Nonempty simplicial sets

@[reducible, inline]

abbrev SSet.Nonempty (X : SSet) : Prop

A simplicial set is nonempty when the type of 0-simplices is nonempty.

Equations

• X.Nonempty = Nonempty (X.obj (Opposite.op { len := 0 }))

instance SSet.instNonemptyObjOppositeSimplexCategoryOfNonempty (X : SSet) (n : SimplexCategoryᵒᵖ) [X.Nonempty] : Nonempty (X.obj n)

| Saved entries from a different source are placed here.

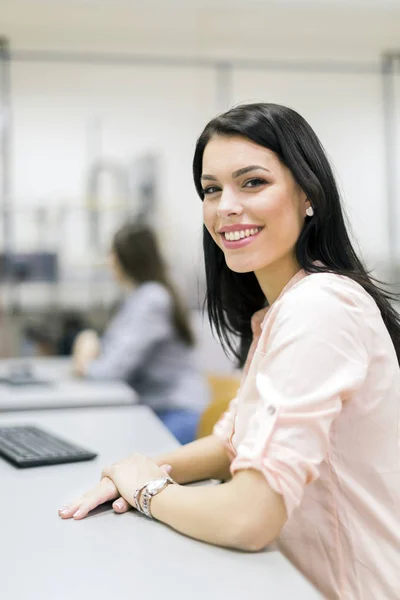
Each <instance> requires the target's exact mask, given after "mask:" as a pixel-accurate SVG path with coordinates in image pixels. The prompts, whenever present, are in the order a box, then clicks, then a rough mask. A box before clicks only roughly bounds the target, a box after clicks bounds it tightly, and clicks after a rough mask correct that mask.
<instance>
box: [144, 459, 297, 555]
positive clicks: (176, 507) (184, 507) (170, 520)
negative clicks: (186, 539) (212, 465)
mask: <svg viewBox="0 0 400 600" xmlns="http://www.w3.org/2000/svg"><path fill="white" fill-rule="evenodd" d="M151 512H152V515H153V517H154V518H156V519H158V520H159V521H162V522H163V523H166V524H167V525H169V526H170V527H173V528H174V529H176V530H177V531H179V532H181V533H183V534H185V535H188V536H190V537H193V538H195V539H197V540H201V541H203V542H207V543H209V544H215V545H217V546H226V547H230V548H237V549H241V550H248V551H258V550H261V549H262V548H265V546H267V545H268V544H270V543H271V542H272V541H273V540H274V539H275V538H276V536H277V535H278V534H279V531H280V529H281V527H282V526H283V524H284V522H285V520H286V509H285V505H284V502H283V499H282V496H280V495H278V494H277V493H275V492H274V491H273V490H272V489H271V488H270V487H269V486H268V484H267V483H266V481H265V479H264V477H263V475H261V473H259V472H256V471H251V470H244V471H240V472H239V473H237V474H236V475H235V477H234V478H233V479H232V480H230V481H229V482H228V483H223V484H220V485H211V486H196V487H184V486H180V485H170V486H168V487H167V488H166V489H165V490H163V491H162V492H160V493H159V494H157V495H156V496H154V498H153V499H152V500H151Z"/></svg>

instance SSet.instNonemptyNOfNonempty (X : SSet) [X.Nonempty] : Nonempty X.N

instance SSet.instNonemptySOfNonempty (X : SSet) [X.Nonempty] : Nonempty X.S

instance SSet.instNonemptyNerveOfNonempty (T : Type u) [Preorder T] [Nonempty T] : (CategoryTheory.nerve T).Nonempty

instance SSet.instNonemptyObjSimplexCategoryStdSimplex (n : SimplexCategory) : (stdSimplex.obj n).Nonempty

theorem SSet.nonempty_of_hom {X Y : SSet} (f : Y ⟶ X) [Y.Nonempty] : X.Nonempty

theorem SSet.notNonempty_iff_hasDimensionLT_zero (X : SSet) : ¬X.Nonempty ↔ X.HasDimensionLT 0

def SSet.isInitialOfNotNonempty {X : SSet} (hX : ¬X.Nonempty) : CategoryTheory.Limits.IsInitial X

If a simplicial set is not nonempty, it is an initial object.

Equations

• SSet.isInitialOfNotNonempty hX = CategoryTheory.Limits.IsInitial.ofUniqueHom (fun (x : SSet) => { app := fun (x_1 : SimplexCategoryᵒᵖ) (x_2 : X.obj x_1) => isEmptyElim x_2, naturality := ⋯ }) ⋯